Even if you fix these, however, your program won't do what you expect. If the file you're trying to open for writing doesn't exist, fopen() won't return NULL, it will create a new file. Your code will always overwrite the output file if it exists. NULL is returned only if fopen couldn't open/create the file (e.g. you didn't have the permissions to do it), and you should handle it like this:
outf=fopen(outfilename, "w");
if(outf == NULL) {
perror("Failed to open output file: ");
fclose(inf); /* Don't leave files opened.
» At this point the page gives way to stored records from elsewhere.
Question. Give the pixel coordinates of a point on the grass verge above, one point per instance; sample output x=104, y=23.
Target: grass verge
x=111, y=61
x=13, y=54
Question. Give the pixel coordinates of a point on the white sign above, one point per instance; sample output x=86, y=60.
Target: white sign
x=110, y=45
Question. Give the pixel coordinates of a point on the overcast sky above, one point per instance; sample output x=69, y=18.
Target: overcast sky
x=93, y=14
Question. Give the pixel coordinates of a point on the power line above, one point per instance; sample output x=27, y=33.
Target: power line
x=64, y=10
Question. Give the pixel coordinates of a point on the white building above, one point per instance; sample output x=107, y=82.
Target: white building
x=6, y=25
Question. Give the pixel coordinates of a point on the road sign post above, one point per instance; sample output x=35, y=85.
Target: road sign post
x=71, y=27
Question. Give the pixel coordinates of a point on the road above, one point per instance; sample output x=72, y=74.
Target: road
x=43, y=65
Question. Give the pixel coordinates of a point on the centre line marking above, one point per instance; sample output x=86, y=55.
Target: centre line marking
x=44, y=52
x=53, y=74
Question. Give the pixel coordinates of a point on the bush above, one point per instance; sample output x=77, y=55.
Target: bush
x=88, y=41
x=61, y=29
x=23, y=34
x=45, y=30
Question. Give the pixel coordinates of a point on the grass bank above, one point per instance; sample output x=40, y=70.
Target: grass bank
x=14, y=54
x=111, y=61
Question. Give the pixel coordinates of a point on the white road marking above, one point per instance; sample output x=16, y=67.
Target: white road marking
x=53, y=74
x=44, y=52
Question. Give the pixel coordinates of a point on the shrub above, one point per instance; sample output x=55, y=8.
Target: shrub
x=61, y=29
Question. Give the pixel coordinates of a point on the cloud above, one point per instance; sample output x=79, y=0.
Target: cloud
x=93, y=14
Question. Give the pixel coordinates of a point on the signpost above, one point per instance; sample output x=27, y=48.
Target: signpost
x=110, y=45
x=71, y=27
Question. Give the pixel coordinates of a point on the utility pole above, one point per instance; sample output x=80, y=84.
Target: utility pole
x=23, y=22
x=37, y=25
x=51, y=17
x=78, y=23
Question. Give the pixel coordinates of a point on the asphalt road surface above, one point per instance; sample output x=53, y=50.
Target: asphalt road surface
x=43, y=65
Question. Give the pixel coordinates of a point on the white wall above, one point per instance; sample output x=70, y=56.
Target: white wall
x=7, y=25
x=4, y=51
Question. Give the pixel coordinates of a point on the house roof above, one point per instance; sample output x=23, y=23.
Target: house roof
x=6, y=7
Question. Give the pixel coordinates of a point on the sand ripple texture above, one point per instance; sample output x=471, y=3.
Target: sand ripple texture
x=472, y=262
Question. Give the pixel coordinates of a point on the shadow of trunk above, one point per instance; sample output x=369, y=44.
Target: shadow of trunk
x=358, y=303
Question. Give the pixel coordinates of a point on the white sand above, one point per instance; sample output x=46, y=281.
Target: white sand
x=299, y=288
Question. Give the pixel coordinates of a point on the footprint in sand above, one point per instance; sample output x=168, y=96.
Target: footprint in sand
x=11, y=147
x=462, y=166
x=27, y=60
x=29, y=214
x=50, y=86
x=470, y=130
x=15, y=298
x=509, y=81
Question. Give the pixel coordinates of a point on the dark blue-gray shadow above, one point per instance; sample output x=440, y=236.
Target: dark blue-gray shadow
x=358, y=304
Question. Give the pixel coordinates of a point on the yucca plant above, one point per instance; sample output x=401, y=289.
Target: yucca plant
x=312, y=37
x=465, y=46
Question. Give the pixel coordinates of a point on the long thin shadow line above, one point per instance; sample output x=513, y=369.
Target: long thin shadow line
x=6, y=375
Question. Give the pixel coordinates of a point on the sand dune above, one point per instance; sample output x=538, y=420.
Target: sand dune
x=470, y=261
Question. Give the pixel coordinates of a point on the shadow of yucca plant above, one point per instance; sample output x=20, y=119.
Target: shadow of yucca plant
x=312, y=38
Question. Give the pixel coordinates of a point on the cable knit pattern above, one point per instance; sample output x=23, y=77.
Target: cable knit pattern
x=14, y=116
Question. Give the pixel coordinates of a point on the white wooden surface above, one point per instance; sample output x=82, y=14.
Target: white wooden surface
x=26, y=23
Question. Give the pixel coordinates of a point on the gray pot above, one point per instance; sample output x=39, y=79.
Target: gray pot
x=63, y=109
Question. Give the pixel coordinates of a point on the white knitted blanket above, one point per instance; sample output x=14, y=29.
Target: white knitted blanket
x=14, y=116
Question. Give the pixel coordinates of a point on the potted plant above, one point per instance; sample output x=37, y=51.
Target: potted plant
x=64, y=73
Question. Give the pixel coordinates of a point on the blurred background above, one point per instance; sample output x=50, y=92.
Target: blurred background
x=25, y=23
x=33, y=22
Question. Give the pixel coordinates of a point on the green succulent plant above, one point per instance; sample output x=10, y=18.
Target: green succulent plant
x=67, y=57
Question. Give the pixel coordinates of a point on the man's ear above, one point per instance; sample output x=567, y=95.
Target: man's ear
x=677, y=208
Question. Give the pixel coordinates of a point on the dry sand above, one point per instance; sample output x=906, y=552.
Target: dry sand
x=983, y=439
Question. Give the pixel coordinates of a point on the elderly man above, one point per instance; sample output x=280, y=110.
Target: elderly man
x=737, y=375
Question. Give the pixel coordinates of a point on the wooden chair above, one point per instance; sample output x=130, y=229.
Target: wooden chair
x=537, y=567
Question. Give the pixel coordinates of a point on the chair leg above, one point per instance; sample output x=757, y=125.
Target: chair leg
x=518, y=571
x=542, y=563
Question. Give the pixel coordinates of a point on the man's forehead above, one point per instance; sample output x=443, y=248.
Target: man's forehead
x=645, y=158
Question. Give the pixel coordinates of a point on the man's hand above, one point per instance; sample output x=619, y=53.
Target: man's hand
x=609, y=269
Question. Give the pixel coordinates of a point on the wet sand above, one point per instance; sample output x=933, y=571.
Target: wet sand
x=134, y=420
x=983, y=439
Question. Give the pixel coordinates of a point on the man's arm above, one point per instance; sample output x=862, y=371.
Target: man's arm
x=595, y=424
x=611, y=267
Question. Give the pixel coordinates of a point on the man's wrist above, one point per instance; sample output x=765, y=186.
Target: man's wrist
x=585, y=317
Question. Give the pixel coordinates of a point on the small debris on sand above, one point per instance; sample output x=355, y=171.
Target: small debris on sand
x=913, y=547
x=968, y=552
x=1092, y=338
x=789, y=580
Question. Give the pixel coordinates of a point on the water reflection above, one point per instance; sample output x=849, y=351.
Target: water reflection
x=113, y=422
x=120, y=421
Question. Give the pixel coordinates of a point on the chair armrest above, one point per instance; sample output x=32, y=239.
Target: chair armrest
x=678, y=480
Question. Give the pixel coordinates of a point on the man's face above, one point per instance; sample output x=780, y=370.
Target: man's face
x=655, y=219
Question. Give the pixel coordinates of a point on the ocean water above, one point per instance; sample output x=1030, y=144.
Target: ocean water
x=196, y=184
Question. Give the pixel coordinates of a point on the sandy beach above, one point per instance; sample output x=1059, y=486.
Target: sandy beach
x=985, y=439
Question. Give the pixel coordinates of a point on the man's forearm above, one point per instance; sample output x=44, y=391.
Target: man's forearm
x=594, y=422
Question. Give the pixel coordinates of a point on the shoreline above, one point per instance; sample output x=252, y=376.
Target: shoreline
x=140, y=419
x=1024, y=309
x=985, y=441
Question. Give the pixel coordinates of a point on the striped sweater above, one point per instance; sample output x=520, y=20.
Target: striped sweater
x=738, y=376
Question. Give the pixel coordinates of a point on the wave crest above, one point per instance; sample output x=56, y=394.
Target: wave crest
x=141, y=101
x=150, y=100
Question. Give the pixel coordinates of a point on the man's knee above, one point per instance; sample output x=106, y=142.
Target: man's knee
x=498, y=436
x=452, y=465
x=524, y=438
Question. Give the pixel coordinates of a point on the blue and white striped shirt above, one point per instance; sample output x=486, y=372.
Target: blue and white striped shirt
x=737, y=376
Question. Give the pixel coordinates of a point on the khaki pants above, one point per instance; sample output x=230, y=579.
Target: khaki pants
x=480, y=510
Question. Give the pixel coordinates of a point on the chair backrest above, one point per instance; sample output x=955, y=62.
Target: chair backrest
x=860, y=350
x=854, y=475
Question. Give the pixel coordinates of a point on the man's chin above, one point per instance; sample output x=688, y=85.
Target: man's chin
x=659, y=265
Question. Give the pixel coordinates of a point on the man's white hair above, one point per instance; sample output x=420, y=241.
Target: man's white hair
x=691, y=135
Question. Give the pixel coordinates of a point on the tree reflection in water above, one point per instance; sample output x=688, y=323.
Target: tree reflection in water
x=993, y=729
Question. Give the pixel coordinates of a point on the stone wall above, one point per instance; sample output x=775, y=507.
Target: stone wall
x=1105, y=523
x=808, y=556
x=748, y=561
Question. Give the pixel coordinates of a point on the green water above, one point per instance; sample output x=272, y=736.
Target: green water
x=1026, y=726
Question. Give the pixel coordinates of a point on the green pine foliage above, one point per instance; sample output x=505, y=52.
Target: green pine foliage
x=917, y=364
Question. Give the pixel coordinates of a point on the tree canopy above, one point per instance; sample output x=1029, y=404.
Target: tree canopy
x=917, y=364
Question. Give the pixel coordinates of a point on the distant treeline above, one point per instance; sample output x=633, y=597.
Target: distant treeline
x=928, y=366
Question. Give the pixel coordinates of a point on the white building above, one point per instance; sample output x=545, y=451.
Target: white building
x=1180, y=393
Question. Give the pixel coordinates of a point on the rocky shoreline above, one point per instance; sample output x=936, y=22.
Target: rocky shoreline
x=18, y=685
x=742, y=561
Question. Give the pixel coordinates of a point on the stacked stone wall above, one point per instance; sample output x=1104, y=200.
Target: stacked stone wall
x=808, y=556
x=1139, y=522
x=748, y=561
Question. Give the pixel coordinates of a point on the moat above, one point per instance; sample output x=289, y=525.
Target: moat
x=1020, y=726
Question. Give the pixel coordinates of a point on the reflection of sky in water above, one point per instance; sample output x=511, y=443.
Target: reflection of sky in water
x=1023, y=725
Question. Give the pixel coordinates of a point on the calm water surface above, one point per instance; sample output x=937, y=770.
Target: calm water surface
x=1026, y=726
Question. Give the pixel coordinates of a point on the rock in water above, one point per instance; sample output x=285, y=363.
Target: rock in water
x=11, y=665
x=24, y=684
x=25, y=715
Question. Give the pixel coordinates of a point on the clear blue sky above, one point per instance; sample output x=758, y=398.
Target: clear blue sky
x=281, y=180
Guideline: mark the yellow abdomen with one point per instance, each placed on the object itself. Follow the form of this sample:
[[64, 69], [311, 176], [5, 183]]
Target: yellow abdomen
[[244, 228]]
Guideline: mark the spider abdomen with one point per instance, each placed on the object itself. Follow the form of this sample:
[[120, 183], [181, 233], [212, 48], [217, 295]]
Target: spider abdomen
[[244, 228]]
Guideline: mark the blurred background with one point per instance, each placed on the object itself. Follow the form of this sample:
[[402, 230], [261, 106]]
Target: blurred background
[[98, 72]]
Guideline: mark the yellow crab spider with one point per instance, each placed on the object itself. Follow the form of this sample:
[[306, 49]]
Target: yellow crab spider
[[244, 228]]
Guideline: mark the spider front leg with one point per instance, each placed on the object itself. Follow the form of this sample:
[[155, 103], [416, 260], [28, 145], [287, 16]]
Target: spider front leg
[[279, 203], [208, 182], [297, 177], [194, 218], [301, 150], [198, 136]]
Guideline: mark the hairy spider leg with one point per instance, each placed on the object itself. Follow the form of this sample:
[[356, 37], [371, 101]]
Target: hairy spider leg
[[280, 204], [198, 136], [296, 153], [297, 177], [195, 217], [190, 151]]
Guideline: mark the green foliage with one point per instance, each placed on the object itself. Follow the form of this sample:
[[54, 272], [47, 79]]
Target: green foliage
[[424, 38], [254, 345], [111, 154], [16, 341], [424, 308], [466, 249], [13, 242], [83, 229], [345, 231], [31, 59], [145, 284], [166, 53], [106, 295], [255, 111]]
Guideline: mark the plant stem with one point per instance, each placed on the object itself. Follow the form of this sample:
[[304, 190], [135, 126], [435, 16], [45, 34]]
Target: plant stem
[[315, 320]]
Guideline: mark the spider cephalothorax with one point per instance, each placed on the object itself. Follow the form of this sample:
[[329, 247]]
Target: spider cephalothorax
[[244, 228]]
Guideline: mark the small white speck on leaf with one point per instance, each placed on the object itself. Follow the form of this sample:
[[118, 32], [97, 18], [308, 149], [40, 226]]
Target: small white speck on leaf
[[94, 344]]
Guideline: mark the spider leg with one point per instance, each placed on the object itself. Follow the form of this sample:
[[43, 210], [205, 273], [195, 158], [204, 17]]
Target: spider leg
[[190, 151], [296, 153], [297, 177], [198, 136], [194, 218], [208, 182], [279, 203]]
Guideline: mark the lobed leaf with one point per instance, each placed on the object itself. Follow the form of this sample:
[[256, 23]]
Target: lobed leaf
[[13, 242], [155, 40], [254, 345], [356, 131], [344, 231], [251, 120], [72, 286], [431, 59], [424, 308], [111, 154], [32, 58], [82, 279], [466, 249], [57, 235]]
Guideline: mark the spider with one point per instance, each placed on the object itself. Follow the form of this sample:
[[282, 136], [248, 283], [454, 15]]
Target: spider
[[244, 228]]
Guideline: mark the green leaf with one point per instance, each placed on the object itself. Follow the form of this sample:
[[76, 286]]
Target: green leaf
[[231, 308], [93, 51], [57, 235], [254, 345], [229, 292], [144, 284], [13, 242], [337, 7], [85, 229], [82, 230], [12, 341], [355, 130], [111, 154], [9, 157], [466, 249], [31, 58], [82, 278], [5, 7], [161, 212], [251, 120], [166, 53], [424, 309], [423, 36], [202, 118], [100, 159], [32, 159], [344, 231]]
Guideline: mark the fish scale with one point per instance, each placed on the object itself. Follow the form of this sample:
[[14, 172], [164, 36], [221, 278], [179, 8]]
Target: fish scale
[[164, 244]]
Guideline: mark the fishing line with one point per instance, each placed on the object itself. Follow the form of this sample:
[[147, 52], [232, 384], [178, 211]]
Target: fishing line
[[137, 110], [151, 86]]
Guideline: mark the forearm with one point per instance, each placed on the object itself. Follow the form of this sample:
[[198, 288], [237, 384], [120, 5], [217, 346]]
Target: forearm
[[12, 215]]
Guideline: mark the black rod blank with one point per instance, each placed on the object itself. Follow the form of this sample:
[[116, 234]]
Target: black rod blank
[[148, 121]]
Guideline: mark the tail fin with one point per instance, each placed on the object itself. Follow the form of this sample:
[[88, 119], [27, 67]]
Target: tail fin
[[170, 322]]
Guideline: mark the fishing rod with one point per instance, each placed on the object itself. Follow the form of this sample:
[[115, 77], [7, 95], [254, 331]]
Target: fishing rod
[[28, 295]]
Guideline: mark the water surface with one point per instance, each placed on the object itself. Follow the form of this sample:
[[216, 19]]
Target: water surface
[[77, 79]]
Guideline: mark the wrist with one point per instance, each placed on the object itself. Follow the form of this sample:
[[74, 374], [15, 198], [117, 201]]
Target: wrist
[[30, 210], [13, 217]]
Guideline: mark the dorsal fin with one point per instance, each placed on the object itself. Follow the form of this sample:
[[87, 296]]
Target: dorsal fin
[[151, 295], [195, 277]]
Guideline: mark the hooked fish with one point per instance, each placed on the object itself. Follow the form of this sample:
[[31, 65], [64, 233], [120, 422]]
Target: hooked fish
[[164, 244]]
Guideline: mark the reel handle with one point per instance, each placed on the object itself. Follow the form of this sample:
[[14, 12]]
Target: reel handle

It's bad form. */
exit(1);
}
/* Open succeeded, do your stuff here. */
Note that no else block is needed after the if, because exit() ends the program immediately.
Also, there is no such thing as a "pointer to a file". FILE is just a structure that represents an open file.
http://www.cplusplus.com/reference/clibrary/cstdio/fopen/
You are open the output file with the read flag. Try changing it to "w".
outf=fopen(outfilename,"w");
Although it is worth noting writing to a file opened with "w" will whack the old file. use "a" to append to the file.
You should pass the address of yn to scanf function.